The vertices of an ellipse are crucial points that define its overall shape and orientation. These vertices are the most distant points from the center along each of the ellipse's principal axes. In our given exercise, the ellipse has its vertices at \((0, \pm 5)\). Here, we notice that the vertices are aligned vertically along the \(y\)-axis.

• The vertices directly indicate the value of \(a\).
• In this scenario, \(a = 5\) because the vertices are 5 units away from the center \((0,0)\).

Understanding the position of vertices helps in sketching the ellipse and forms a base for determining other parameters, such as the foci and the length of the semi-minor axis.

The foci of an ellipse are two distinct points situated along the ellipse's principal axis. An ellipse is defined such that the sum of the distances from any point on the ellipse to these two foci is constant. In our example, the foci are given as \((0, \pm 3)\), which also lie along the \(y\)-axis.

• The distance from the center \((0,0)\) to each focus is \(c = 3\).
• The relationship \(c^2 = a^2 - b^2\) helps in finding the semi-minor axis of the ellipse.

Understanding the location of the foci is essential in the derivation of the ellipse's equation and is a critical aspect of its geometric properties.

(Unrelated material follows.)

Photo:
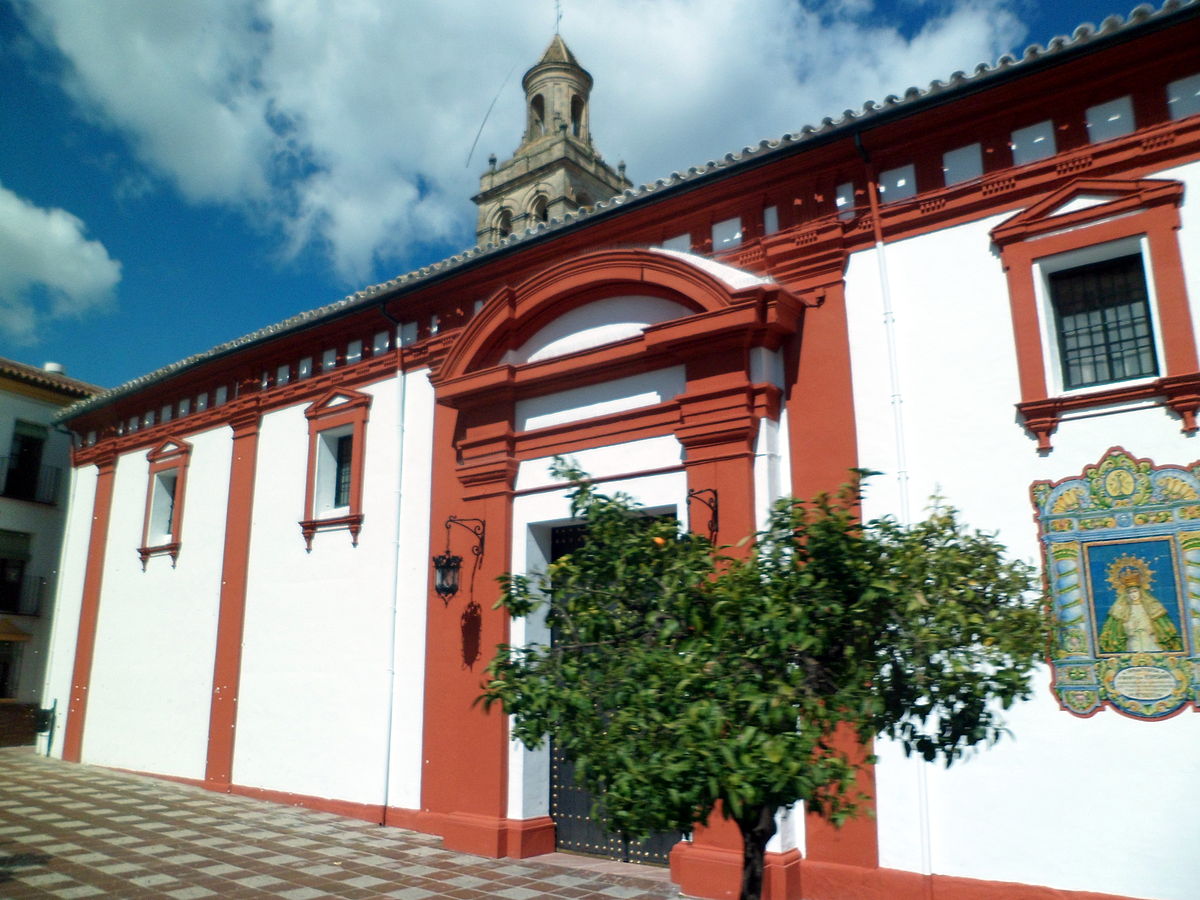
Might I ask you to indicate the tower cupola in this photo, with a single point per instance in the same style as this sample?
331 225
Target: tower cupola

The center of an ellipse serves as the midpoint from which both the axes and various components radiate. It is the balance point of the ellipse, from which both the vertices and foci are equidistantly distributed in opposite directions. For this exercise, both the foci \((0, \pm 3)\) and vertices \((0, \pm 5)\) are aligned along the \(y\)-axis, centering the ellipse at \((0,0)\).

• The center coordinates are crucial for setting the ellipse's equation in its standard form.
• Changes in the center position directly affect the translation of the entire ellipse, without altering its shape.

Identifying the center is fundamental as it ensures that all measurements from the center, especially those for "a" and "c," are accurately determined.

The standard form of an ellipse equation is essential for expressing an ellipse algebraically and is commonly written as \(\frac{x^2}{b^2} + \frac{y^2}{a^2} = 1\) for a vertical ellipse. It integrates all the distances calculated along the ellipse's axes. Based on our exercise:

• Since the vertices are along the \(y\)-axis, it suggests the vertical orientation of the ellipse.

With \(a = 5\) and \(b = 4\), the equation becomes \(\frac{x^2}{16} + \frac{y^2}{25} = 1\).

• This equation encapsulates all the elements of the ellipse: center, vertices, and foci.
• It is crucial for graphing the ellipse and understanding its symmetrical properties.

Familiarity with this standard form allows for easier manipulation and recognition of ellipses in various mathematical contexts.